Carter Vincent Boehm, a Northern Virginia real estate broker indicted on federal drug charges and linked to the cocaine investigation of developer Mark R. Vogel, pleaded guilty on Monday to a single count of obstruction of justice in federal court in Charlottesville.
More serious charges of conspiracy to possess cocaine with the intent to distribute were dropped against Boehm, 41, and a co-defendant, Robert Gregory Brownwell, 30, of McLean, said Boehm's attorney, Nicholas Balland. Brownell also pleaded guilty to obstruction of justice.
Prosecutors agreed to recommend probation for both men in exchange for the guilty pleas, Balland said. The obstruction of justice charge carries possible maximum penalties of five years in prison and $250,000 in fines.
Prosecutors said on Monday that Drug Enforcement Administration agents began an investigation of Boehm after he gave them untruthful information during a 1989 inquiry of drug trafficking in the Washington suburbs. Sources confirmed yesterday that the 1989 investigation focused upon Vogel, a well-known Prince George's County developer.
Vogel, who was arrested last September during a traffic stop on Georgetown Pike near Boehm's Great Falls home, pleaded guilty in November to possession of four grams of cocaine.

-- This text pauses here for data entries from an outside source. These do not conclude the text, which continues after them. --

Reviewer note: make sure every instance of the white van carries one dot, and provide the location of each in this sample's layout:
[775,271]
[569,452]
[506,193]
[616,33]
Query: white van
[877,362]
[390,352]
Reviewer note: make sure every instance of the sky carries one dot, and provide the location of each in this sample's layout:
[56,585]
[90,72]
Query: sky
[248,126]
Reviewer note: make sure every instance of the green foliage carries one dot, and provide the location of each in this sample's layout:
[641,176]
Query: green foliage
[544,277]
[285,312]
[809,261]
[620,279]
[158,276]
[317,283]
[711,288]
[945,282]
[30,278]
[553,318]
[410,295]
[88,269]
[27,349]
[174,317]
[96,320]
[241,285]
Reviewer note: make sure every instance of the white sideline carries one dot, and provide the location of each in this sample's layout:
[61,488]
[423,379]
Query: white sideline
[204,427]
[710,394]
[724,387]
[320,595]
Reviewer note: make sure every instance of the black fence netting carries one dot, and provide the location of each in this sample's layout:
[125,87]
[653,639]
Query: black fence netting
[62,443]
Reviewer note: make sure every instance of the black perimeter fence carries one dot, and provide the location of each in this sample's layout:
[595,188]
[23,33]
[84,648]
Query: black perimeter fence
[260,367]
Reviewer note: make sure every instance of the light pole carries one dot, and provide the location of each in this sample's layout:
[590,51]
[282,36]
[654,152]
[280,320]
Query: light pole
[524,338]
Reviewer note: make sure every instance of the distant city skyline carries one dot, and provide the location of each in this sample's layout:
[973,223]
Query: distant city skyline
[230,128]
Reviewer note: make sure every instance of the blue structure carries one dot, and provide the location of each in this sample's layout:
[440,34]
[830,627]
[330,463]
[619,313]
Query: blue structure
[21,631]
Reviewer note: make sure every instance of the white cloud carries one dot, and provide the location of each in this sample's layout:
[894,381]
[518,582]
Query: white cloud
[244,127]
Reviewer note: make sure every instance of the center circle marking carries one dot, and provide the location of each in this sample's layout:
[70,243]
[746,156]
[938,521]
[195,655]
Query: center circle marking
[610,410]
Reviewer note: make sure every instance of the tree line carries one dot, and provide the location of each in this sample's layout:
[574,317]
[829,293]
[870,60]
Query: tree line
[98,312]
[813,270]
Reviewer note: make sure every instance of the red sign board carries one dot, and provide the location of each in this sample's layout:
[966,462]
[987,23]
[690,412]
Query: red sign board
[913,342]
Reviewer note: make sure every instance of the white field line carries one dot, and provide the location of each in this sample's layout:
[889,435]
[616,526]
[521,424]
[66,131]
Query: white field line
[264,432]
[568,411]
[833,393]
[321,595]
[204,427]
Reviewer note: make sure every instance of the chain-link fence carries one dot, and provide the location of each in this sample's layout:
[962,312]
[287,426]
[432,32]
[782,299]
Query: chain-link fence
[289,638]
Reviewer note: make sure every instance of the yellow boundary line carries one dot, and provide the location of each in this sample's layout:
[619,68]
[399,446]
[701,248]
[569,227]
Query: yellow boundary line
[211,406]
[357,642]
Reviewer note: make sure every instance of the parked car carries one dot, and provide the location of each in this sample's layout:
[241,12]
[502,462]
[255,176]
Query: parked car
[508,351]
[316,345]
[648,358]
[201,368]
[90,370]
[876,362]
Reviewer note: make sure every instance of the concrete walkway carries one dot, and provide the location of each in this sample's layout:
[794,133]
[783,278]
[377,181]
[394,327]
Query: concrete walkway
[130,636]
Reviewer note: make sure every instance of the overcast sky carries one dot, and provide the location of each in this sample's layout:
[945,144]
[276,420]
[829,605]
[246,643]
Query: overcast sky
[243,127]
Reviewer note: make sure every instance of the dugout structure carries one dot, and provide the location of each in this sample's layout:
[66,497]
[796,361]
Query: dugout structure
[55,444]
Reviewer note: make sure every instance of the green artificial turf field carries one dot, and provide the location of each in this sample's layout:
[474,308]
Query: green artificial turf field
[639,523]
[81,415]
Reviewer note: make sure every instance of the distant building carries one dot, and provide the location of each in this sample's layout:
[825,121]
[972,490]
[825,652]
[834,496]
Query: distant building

Vogel had dined with Boehm and two women at a District restaurant the night of his arrest and later told federal agents that he was en route to Boehm's house to use the cocaine, according to federal affidavits. Federal affidavits also allege that Boehm carried cocaine on board Vogel's corporate helicopter on trips to Atlantic City.
Balland declined to say yesterday whether Boehm had cooperated with federal authorities in their probe of Vogel.
"The fact that the government dismissed the lead count of the indictment, conspiracy to possess cocaine with the intent to distribute, on their own motion indicates that Mr. Boehm was never a drug dealer," Balland said. "If that wasn't the case, they wouldn't have dropped the charges."
Boehm, Brownell and two other men, Edward P. Stuart and Robert Brian Leith, were indicted in June in connection with a scheme to trade machine guns for a kilogram of cocaine. Boehm pleaded guilty to charges that he tried to persuade a fellow defendant to alter his testimony.
Stuart, 27, of Sterling, faces up to 45 years in prison after pleading guilty to attempting to purchase cocaine from a federal agent and to carrying a gun while making the deal.
The charges against the four men arose from the April arrest of Stuart and Leith, of Fairfax. Leith, who was not prosecuted in exchange for his cooperation in the case, and Stuart had tried to buy cocaine from undercover federal agents posing as drug dealers, according to the indictment.